Pop2Talk lets kids learn at their own pace and engages them via a playful learning environment in the form of a moonstone popping game.

The players pop moonstones. On a pop they hear a sample pronunciation of the target word. After a number of pops the player is shown the meaning of the word in a picture and asked to repeat the word.

Player's pronunciation is evaluated computationally and stars are handed as a reward. These stars measure the level of profiency in pronunciation. Now and then the player needs to pronounce a word without hearing the sample. This reinforces learning and also measures learning of vocabulary.

Pop2Talk method adjusts the ratio of hearing and pronouncing words and uses feedback and gamelike elements to keep the child interested.

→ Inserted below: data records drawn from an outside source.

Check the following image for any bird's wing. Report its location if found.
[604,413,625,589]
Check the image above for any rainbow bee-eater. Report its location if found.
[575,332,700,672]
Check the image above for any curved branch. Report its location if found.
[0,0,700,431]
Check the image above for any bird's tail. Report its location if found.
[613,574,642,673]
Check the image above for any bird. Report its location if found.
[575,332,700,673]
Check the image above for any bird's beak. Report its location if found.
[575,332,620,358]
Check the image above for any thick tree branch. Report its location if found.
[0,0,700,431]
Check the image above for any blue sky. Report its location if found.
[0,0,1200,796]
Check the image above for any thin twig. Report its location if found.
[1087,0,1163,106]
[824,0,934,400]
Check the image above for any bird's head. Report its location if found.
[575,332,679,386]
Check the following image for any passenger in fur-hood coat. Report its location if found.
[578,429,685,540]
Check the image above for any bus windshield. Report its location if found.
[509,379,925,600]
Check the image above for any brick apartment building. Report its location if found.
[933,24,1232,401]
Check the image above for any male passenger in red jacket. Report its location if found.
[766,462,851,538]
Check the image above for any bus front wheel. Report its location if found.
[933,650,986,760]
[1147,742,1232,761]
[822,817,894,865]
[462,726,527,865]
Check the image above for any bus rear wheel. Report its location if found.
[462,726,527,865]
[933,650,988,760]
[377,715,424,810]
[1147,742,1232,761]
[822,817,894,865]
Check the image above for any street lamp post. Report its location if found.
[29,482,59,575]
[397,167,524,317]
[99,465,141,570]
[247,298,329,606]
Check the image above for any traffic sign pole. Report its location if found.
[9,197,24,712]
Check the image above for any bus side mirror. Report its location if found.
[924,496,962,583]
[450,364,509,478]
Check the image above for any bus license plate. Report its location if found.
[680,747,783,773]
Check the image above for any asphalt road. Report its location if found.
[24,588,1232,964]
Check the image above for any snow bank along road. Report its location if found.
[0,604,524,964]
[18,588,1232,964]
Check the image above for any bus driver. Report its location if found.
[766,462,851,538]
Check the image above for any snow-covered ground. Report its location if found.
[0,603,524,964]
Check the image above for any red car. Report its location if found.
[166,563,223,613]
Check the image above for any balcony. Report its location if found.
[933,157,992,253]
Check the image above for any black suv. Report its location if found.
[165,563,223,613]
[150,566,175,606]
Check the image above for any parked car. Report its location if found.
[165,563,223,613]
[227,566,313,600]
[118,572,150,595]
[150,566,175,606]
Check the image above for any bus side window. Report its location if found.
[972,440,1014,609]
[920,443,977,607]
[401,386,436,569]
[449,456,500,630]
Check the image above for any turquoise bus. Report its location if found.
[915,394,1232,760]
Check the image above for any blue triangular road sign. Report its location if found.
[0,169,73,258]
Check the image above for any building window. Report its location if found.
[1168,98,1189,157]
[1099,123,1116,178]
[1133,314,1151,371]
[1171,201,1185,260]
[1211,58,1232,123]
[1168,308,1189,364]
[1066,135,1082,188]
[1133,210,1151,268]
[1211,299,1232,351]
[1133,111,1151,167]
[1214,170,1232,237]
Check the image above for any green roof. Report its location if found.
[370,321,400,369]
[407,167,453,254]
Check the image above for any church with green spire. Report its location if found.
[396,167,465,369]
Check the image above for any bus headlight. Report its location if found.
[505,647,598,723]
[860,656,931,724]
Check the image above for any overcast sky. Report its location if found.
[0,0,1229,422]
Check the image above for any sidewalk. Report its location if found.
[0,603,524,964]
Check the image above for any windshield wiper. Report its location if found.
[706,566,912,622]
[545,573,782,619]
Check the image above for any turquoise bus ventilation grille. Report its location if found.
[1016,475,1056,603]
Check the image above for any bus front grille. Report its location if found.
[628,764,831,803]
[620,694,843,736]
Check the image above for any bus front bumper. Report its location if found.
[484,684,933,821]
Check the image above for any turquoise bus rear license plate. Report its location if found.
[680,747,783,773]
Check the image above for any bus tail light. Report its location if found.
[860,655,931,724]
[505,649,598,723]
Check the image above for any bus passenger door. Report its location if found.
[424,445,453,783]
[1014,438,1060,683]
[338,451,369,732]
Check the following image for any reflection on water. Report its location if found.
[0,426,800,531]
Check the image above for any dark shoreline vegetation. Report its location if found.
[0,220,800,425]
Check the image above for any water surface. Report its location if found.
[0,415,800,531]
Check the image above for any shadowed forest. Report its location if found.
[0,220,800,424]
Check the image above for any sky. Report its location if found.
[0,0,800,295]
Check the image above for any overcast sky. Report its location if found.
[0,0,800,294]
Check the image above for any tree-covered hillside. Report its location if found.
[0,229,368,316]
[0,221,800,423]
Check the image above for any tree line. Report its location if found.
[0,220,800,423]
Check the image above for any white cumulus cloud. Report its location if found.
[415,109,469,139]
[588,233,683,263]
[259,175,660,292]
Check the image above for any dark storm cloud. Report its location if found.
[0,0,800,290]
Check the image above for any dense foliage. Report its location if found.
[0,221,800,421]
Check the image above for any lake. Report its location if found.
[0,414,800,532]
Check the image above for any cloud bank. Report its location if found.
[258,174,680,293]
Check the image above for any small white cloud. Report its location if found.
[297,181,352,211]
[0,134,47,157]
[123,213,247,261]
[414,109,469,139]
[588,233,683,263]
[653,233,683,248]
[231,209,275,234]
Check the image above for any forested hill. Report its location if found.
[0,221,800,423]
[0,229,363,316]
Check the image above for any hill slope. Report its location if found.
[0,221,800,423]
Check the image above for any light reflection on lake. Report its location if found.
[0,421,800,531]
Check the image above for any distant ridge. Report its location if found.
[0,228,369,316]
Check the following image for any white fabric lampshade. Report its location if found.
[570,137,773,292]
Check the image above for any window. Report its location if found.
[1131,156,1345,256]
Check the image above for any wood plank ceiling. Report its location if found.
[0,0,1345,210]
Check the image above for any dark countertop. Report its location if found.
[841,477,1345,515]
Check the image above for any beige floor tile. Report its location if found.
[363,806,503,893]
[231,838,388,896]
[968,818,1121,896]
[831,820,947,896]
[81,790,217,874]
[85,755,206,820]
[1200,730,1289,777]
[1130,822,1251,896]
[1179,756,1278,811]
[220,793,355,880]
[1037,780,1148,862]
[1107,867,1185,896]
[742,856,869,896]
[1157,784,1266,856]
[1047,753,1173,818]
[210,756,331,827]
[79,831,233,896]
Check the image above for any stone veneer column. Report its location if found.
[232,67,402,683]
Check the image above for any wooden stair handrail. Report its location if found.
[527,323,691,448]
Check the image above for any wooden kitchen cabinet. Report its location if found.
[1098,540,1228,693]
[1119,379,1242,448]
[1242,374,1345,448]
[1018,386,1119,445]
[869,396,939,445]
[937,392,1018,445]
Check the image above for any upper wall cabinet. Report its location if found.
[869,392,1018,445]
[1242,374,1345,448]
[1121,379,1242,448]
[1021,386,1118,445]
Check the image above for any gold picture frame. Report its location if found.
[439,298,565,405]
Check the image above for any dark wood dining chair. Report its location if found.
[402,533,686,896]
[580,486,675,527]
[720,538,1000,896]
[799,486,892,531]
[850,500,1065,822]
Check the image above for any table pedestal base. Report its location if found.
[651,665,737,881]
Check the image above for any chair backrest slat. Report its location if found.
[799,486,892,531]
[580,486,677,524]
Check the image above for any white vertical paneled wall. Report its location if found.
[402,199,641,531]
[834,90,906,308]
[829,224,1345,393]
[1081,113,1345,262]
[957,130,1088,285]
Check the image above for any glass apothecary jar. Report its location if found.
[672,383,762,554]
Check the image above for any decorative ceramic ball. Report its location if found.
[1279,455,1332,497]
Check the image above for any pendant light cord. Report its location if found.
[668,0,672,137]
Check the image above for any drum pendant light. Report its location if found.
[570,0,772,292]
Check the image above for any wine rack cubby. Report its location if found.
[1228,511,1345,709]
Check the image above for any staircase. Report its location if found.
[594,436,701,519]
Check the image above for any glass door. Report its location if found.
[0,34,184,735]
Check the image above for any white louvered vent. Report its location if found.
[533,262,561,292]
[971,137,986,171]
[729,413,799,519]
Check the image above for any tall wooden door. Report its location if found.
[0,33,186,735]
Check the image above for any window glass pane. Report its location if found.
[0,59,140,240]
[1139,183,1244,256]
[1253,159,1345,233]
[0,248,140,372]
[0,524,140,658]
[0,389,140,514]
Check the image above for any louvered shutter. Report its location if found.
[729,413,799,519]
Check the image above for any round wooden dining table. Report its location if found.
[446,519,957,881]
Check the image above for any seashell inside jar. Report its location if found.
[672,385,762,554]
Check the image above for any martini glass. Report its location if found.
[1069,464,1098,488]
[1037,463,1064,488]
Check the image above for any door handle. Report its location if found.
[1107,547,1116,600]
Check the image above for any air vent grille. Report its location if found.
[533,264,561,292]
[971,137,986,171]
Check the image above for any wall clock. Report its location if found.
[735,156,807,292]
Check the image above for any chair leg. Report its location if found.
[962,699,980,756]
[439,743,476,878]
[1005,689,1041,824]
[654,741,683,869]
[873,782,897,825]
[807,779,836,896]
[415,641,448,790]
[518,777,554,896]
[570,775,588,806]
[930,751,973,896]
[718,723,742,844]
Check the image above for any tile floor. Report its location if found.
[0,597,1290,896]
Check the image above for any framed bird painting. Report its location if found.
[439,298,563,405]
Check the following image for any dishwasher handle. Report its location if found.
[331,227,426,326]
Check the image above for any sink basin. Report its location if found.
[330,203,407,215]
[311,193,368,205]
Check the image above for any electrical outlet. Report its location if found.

Pronunciation is the first step...

...or to be more precise, it’s the second. First you need to hear an example pronunciation. Listen and repeat, listen and repeat. Repeat enough times and eventually you’ll get the sounds right. Then you’ll be able to say the words you know in a way that others understand them, and on that basis you can start speaking full sentences.

Learning new sounds

Pronunciation is not only a linguistic attainment, it is also a motor skill rather like gymnastics or juggling. It takes numerous attempts to master the control of your vocal tract for a new sound. When you first hear a sound that is not in any of the languages you know, your brain does not even notice that it is new. Listening and repeating form a loop that allows you to gradually learn the new sound.

It takes time and effort before representations of the sound are formed in your brain. These changes in the sensory-motoric cortex are very small but they can detect when the language learner is able to distinguish between correct and incorrect pronunciations, whether their own or that of another person.

Pop2Talk evolved out of years of research at the University of Helsinki and Aalto University. Pop2Talk is based on a combination of brain research, educational science, and speech technology. From brain measurements of test subjects playing our language learning games, we can tell what is a generally suitable amount of repetition required to learn new sounds.

Probability of recall versus number of spoken repeats of a word in Pop2Talk game study. There is a dramatic increase in players' capability to remember spoken word forms after a certain number of repeats. Numbers will be published by Ylinen & al. (manucript under preparation).

Playing keeps the child invested

Listening to a sample over and over again and pronouncing the same word endless times can feel like a grind. You’ll need to hear a word hundreds of times and repeat it a few dozen times to form a lasting representation in your memory.

Many young children have a hard time concentrating on such an amount of work. A gaming environment can break the monotony of repetition by providing an exciting and rewarding side task.

By tuning the difficulty of the game by careful selection of words and a rewarding learning curve, the child can experience a satisfying sense of proficiency as well as a delightful feeling of being challenged. 

Tuning the difficulty of the game is enabled by the famous Leitner system. The Leitner system creates an effective model for enhancing learning.

The Leitner system is based on a simple spaced repetition. The system allows the game to automatically increase the number of words that a child still has difficulty with. Words that have already been mastered or learned during the game are presented less frequently and words that cause difficulties are carried along among the new words until they are mastered well enough.


The Leitner system adapts to both intensive and slow learning, allowing each learner an individual learning path.

How can AI help in learning pronunciation?

The pronunciation scoring in the Pop2Talk game is provided by our proprietary in-house speech analysis system which is driven by modern machine learning algorithms.

Childrens' voices have greater variety in speaking style as well as high variability in pitch and vocal tract size. This provides a challenge to speech recognition even when speaking in their native language. We understand this and have accordingly adapted our approach to speech recognition, enabling our technology to reflect the specific needs of children learning new languages.

From speech recognition to pronunciation recognition

Standard speech recognisers try to infer what the speaker tried to say, no matter how it was said. We redefined the problem: We know what the player wants to say, and so we can concentrate our efforts to detect pronunciation mistakes. Our scoring is based on perceived mistakes. Statistics of mistakes can be compiled to a report to a teacher.